Stitch a bunch of QT movies into a single movie?

Posted:
in Mac Software edited January 2014
Is there an OS X app that will take a bunch of numbered QT movies (file1.mov, file2.mov, file2.mov, etc) and make one single movie file out of them, automatically, rather than me opening each one and pasting them togather manually?

Comments

  • Reply 1 of 4
    aquaticaquatic Posts: 5,602member
    I presume QT could do this with Applescript? Just record your actions doing it.
  • Reply 2 of 4
    dstranathandstranathan Posts: 1,717member
    Ya, but I have to DO IT to make the script. Then it will already be done. :0/



    I want to take a folder of movies, and make them into one single movie (append them togather in order of their name a,b,c or 1,2,3 etc). The names may change, so a script will be hard to record, since the movies may change names next time I want to do it again. I want to drop a folder of .movs onto an app and BAM! I have have one single big .mov file
  • Reply 3 of 4
    paulpaul Posts: 5,278member
    there was an app in os 9 that did this... i belive it was called something like rossetta stone or something... but if you search around on macupdate (or whatever that alternative to VT is called ) for something like movie stitch or QT utility im sure you can find something...
  • Reply 4 of 4
    curiousuburbcuriousuburb Posts: 3,325member
    IIRC, Media Cleaner had batch capability, as does After Effects



    as for the downside of actually recoding the actions in order to build the batch sequence,

    you should only have to record two or three stages as if doing the real process. if you're concatenating more than just two movies, you'll still save some steps. once the script knows which folder to source for consecutive filenames, stop recording and save your actions.

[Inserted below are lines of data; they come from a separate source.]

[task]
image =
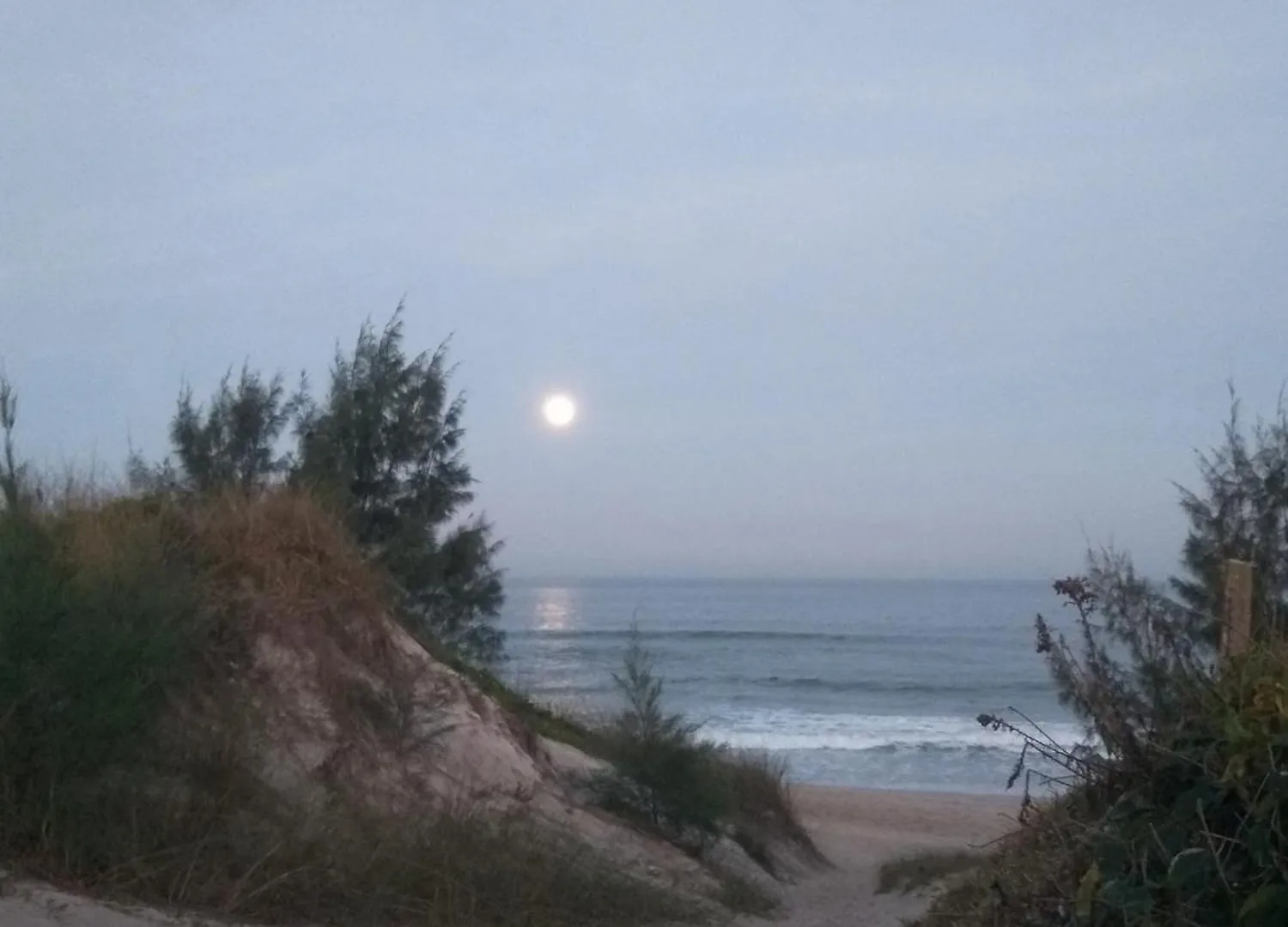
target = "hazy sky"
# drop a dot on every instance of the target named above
(853, 288)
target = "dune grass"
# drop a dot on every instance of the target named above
(123, 623)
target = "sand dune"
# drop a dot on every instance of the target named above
(860, 829)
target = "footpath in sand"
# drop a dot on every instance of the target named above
(862, 829)
(857, 829)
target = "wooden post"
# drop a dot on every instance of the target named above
(1236, 612)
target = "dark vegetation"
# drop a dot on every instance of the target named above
(1179, 816)
(929, 868)
(687, 790)
(380, 448)
(126, 625)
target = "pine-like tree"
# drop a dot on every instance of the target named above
(384, 445)
(384, 448)
(1242, 514)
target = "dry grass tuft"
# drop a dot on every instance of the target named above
(920, 870)
(183, 818)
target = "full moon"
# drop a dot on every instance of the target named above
(559, 409)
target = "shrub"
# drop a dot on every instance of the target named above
(664, 774)
(94, 639)
(688, 790)
(1179, 815)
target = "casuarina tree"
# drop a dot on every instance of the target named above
(383, 447)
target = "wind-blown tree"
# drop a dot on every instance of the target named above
(384, 445)
(1241, 514)
(12, 476)
(232, 440)
(1140, 646)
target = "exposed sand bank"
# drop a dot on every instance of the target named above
(860, 829)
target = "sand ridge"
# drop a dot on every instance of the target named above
(860, 829)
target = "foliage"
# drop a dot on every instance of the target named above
(384, 448)
(232, 442)
(1139, 663)
(386, 445)
(1179, 816)
(98, 628)
(12, 476)
(1242, 514)
(688, 790)
(664, 774)
(111, 780)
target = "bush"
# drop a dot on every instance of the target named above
(1177, 818)
(664, 775)
(97, 631)
(687, 790)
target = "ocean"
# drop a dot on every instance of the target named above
(872, 684)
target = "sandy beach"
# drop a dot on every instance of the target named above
(860, 829)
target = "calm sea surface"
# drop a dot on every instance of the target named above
(872, 682)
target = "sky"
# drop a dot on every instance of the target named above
(841, 288)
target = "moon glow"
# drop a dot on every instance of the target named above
(559, 409)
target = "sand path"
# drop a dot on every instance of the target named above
(862, 829)
(857, 829)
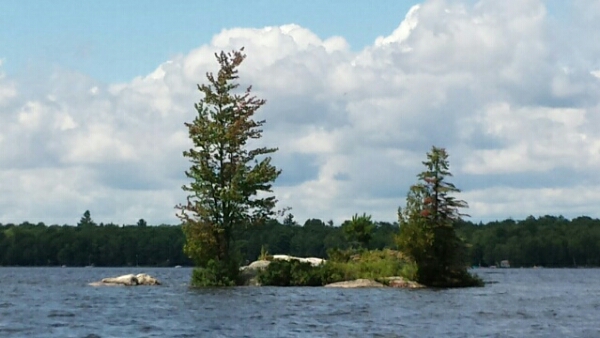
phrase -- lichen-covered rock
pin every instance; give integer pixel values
(314, 261)
(400, 282)
(357, 283)
(128, 280)
(249, 273)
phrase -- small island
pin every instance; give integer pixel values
(230, 191)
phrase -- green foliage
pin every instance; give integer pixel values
(359, 229)
(226, 175)
(86, 220)
(427, 231)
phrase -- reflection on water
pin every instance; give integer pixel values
(57, 302)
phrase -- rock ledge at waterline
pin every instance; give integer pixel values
(128, 280)
(250, 273)
(394, 282)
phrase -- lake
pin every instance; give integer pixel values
(58, 302)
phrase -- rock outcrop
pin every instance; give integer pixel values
(249, 273)
(128, 280)
(357, 283)
(400, 282)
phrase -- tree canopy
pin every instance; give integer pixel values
(427, 231)
(230, 180)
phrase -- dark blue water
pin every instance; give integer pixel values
(57, 302)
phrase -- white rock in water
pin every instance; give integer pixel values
(357, 283)
(312, 260)
(128, 280)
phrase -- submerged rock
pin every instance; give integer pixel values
(357, 283)
(128, 280)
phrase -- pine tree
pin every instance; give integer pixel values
(427, 223)
(230, 182)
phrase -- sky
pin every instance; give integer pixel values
(94, 97)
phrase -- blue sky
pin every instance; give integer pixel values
(93, 97)
(117, 40)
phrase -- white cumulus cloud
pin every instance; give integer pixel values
(515, 105)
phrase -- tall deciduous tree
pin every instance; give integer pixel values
(427, 222)
(231, 182)
(359, 229)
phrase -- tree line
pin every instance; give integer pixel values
(548, 241)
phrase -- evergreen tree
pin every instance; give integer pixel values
(230, 181)
(427, 222)
(86, 220)
(359, 230)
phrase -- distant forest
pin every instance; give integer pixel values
(546, 241)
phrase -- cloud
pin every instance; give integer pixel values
(515, 104)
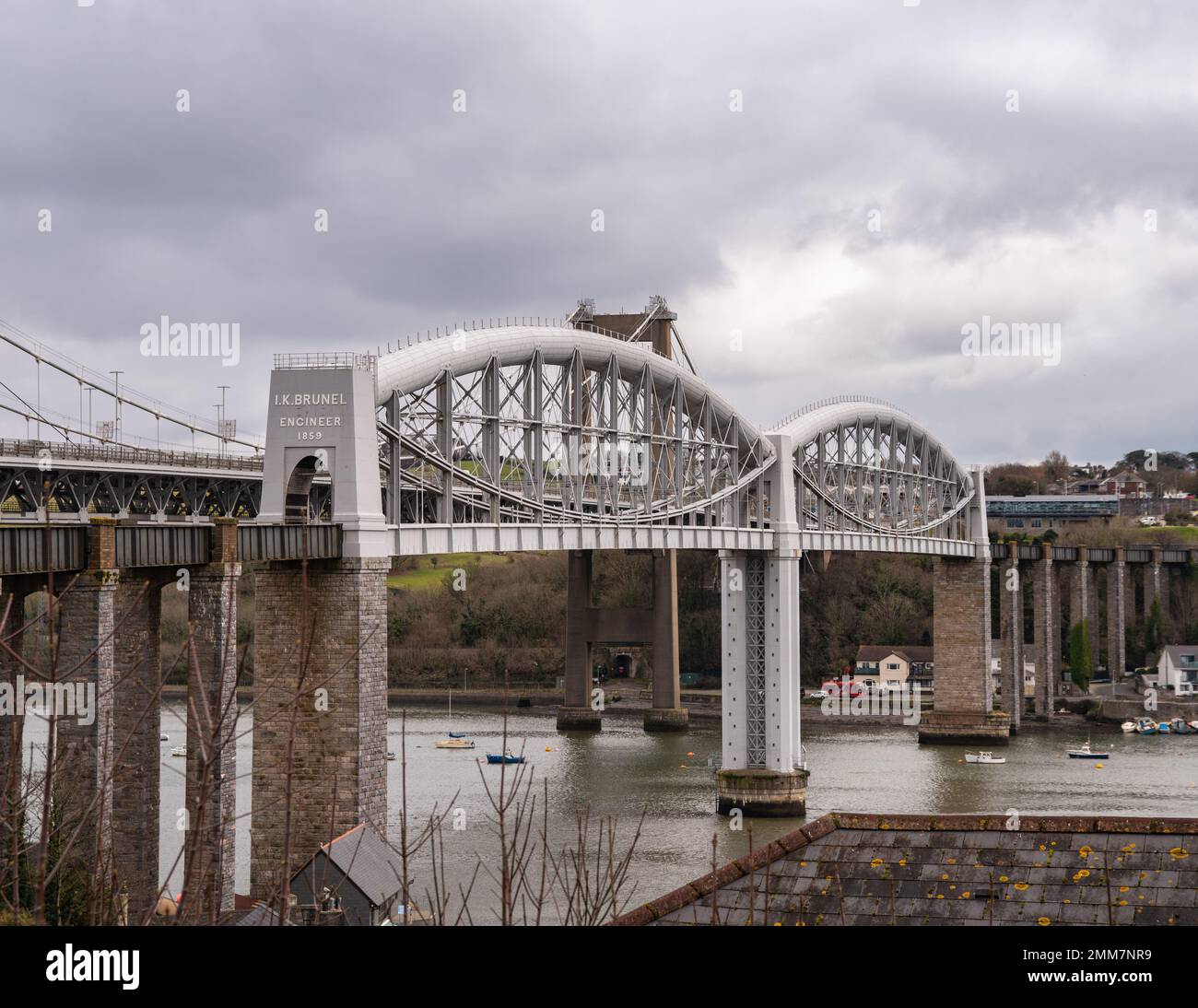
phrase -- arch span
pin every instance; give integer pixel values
(865, 466)
(558, 425)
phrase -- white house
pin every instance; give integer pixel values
(1029, 675)
(1178, 669)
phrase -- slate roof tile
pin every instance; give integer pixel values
(885, 869)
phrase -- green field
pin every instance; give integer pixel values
(427, 577)
(1186, 534)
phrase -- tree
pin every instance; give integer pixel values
(1081, 667)
(1055, 466)
(1153, 631)
(1010, 479)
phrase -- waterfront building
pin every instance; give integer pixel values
(894, 666)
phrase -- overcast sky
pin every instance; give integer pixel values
(893, 174)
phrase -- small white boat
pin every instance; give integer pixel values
(1086, 752)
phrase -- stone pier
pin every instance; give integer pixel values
(1155, 584)
(13, 592)
(1117, 608)
(963, 703)
(1010, 604)
(587, 625)
(83, 752)
(666, 714)
(1046, 623)
(320, 710)
(208, 850)
(136, 755)
(578, 712)
(1081, 609)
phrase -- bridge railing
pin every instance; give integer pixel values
(53, 451)
(28, 550)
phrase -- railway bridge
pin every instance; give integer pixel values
(580, 435)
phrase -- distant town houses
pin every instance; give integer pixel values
(895, 667)
(889, 667)
(1124, 484)
(1057, 510)
(352, 880)
(1177, 669)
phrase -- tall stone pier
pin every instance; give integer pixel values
(320, 711)
(320, 627)
(963, 709)
(963, 702)
(136, 755)
(210, 845)
(1046, 627)
(1010, 587)
(13, 592)
(1117, 608)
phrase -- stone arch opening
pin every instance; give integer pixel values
(299, 492)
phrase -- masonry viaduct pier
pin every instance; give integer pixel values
(591, 433)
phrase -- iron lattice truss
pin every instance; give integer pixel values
(27, 490)
(566, 442)
(755, 657)
(881, 473)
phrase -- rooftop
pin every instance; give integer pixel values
(849, 868)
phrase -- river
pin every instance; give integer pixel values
(623, 770)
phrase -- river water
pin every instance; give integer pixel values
(623, 770)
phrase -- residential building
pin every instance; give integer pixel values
(355, 879)
(894, 666)
(1124, 483)
(1029, 675)
(1178, 669)
(1054, 510)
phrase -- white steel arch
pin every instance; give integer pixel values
(863, 466)
(550, 427)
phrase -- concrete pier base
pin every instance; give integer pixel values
(666, 720)
(768, 794)
(951, 728)
(579, 720)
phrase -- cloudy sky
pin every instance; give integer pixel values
(847, 184)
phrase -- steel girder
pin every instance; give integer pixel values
(568, 439)
(866, 467)
(112, 492)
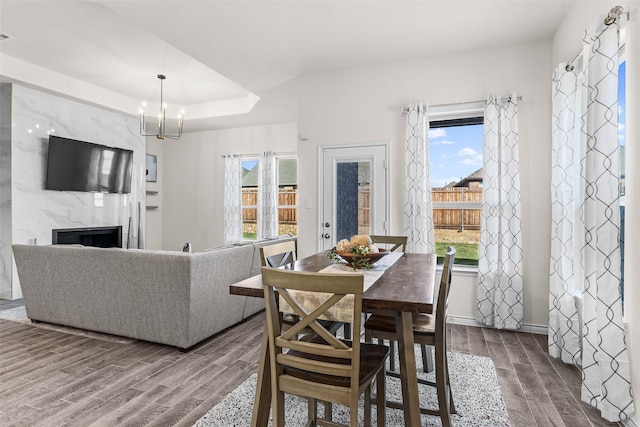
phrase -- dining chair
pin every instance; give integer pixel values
(281, 255)
(399, 243)
(278, 254)
(428, 329)
(321, 367)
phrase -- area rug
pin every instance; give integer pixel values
(19, 315)
(474, 384)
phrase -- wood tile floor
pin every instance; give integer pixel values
(49, 378)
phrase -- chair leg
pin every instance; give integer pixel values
(427, 358)
(347, 331)
(381, 404)
(442, 386)
(312, 411)
(367, 407)
(278, 409)
(328, 411)
(452, 406)
(392, 355)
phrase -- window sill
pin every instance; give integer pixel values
(461, 270)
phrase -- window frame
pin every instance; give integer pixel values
(279, 206)
(449, 115)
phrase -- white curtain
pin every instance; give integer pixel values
(585, 320)
(500, 297)
(418, 207)
(232, 198)
(267, 197)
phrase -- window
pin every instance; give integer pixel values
(287, 176)
(455, 154)
(250, 175)
(287, 171)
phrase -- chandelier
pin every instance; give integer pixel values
(160, 132)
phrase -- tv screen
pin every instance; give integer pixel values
(82, 166)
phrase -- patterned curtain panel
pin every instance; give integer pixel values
(500, 295)
(565, 293)
(418, 207)
(232, 198)
(587, 267)
(267, 197)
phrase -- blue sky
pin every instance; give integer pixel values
(454, 153)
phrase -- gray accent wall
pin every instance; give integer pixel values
(33, 211)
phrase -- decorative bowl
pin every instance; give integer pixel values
(362, 261)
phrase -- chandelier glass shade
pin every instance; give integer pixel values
(160, 131)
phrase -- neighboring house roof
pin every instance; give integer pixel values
(287, 174)
(474, 177)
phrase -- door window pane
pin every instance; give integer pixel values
(353, 204)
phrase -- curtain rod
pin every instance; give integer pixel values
(253, 155)
(504, 98)
(611, 18)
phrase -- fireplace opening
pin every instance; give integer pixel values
(101, 237)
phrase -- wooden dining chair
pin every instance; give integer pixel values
(399, 243)
(321, 367)
(428, 329)
(278, 254)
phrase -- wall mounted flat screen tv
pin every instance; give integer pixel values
(83, 166)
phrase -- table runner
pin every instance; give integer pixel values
(343, 310)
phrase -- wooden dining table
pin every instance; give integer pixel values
(404, 288)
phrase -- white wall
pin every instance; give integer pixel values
(153, 229)
(364, 104)
(193, 179)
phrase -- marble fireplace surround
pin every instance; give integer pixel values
(28, 212)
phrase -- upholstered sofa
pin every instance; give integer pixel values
(173, 298)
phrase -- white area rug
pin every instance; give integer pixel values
(19, 315)
(474, 382)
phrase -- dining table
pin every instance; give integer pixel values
(400, 289)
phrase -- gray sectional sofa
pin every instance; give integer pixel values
(172, 298)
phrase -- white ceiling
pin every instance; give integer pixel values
(221, 56)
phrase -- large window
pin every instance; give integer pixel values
(287, 176)
(455, 154)
(287, 195)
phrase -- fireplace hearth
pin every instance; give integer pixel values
(101, 237)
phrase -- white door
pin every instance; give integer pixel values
(354, 185)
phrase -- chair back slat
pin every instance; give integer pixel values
(278, 254)
(396, 243)
(321, 353)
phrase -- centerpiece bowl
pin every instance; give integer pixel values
(362, 261)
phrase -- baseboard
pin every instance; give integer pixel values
(469, 321)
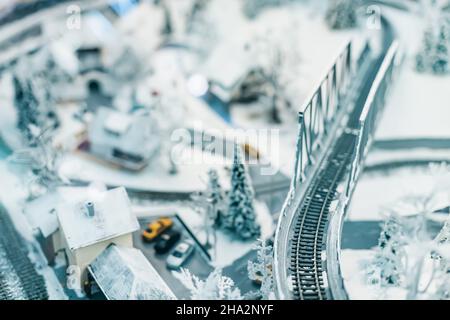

    hardly a hassle, and you'd almost inevitably have to make the same number of clicks in specifying directories anyway.



    depending on which tool you use, (including Applescript as suggested above), once written, you can reuse it later



    of course, if you recompress each movie after sub-stitching (add file1 to file2 and resave before adding file3), you'll suffer quality loss that may degrade the first clip (by the time you add file30 what was file1 has been recompressed 29 times)



    if you've got the horsepower and RAM not to get bogged down by the large filesize, try to append all of the clips at once and perform only a single recompression of the finished movie.